Geopolitical turmoil - but markets relatively calm for now
“Of course a lot is happening on the geopolitical front. China in particular is keeping minds busy in the world of investments. But all this turmoil - be it the war in Ukraine or Gaza - is no surprise to investors. Stock market prices have already adjusted accordingly. Unless something unexpectedly drastic happens, which of course is always possible. For now, the markets remain quite calm.”

Interest rate cut - short-term interest rates likely to fall in June
“Short-term interest rates will probably go down around June. This is the interest rate set by central banks and used for short-term loans/credits. If the economy grows faster than expected, inflation may rise again. In that case, central banks will not be quick to cut (short-term) interest rates. But as long as inflation remains under control, the way seems clear for interest rate cuts. Incidentally, this does not mean that long-term interest rates, or capital market interest rates, will also fall. Examples are government bond and mortgage interest rates. This is because they depend on supply and demand and market expectations.”

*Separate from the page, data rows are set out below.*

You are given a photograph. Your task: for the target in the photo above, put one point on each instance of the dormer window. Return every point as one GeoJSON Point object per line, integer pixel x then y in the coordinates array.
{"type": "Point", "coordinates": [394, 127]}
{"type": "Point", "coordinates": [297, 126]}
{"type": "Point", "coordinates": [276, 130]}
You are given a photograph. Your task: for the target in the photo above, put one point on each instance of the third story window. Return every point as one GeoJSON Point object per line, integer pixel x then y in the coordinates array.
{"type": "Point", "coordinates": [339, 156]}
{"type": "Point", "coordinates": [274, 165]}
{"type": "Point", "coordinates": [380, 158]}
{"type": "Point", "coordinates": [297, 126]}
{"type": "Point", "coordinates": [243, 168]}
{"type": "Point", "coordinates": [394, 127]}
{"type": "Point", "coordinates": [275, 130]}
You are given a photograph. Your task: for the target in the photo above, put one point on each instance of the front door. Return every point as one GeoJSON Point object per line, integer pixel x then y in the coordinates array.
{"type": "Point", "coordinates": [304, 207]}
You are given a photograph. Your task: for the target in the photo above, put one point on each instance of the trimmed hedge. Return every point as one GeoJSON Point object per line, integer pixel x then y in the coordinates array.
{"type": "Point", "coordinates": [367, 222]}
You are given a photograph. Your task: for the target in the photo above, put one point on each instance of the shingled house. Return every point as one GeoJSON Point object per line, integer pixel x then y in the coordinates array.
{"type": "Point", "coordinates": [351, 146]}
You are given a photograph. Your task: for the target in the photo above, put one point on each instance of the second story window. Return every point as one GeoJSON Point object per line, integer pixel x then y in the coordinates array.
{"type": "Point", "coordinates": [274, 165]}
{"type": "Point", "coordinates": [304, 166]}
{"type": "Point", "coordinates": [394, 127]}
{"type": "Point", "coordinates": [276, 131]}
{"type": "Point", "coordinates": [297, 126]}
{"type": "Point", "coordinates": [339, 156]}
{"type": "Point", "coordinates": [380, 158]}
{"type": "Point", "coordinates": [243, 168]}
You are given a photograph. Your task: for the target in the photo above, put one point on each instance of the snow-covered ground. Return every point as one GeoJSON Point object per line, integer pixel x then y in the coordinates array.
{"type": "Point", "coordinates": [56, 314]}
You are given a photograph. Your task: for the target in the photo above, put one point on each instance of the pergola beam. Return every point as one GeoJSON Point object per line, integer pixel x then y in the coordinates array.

Equity markets - 10% average return on developed markets equities
“The global economy, and especially the American economy, is performing quite well at the moment and we see that reflected in equity markets. Last quarter, developed markets equities showed an average return of around 10%. American AI technology companies in particular are doing very well. Their value has skyrocketed recently. For example, the AI company Nvidia recently rose over $ 200 billion in value in 1 day on the stock exchange.”

Emerging markets - performance lags behind that of developed markets
“Where developed markets are currently performing well, we see emerging markets - of which China is a major part - lagging. These equity markets achieved an average return of 4%. The Chinese magic formula of initiating many construction projects to boost economic growth seems to have lost its power. However, SNPS investments did outperform that 4% with a 7% return. SNPS also previously decided to slightly reduce investments in emerging market equities and invest a larger proportion of the portfolio in developed market equities. In hindsight, that was a good decision.”

ESG - fewer CO2 emissions in portfolio
“In these months, too, we take into account our ESG objective when choosing investments. Briefly, it boils down to the fact that within the developed markets equity asset class, we emit on average 15% less CO2 than the well-known ‘MSCI World Index’. So our portfolio emits less CO2 than the world index. We also attach importance to good governance of the companies we invest in. That is also an important factor when it comes to the composition of the equity portfolio.”

To keep an eye on - high valuation of shares realistic or too optimistic?
“Investors now seem quite optimistic about the future. This is reflected, among other things, in the rather high valuations of shares. That may be justified, but it could also be that investors are over-optimising the economic future. The expectation now is that the western economy will remain strong, inflation will remain under control and short-term interest rates could fall again. But as always: the moment positivism reigns supreme, there is also more room for setbacks.”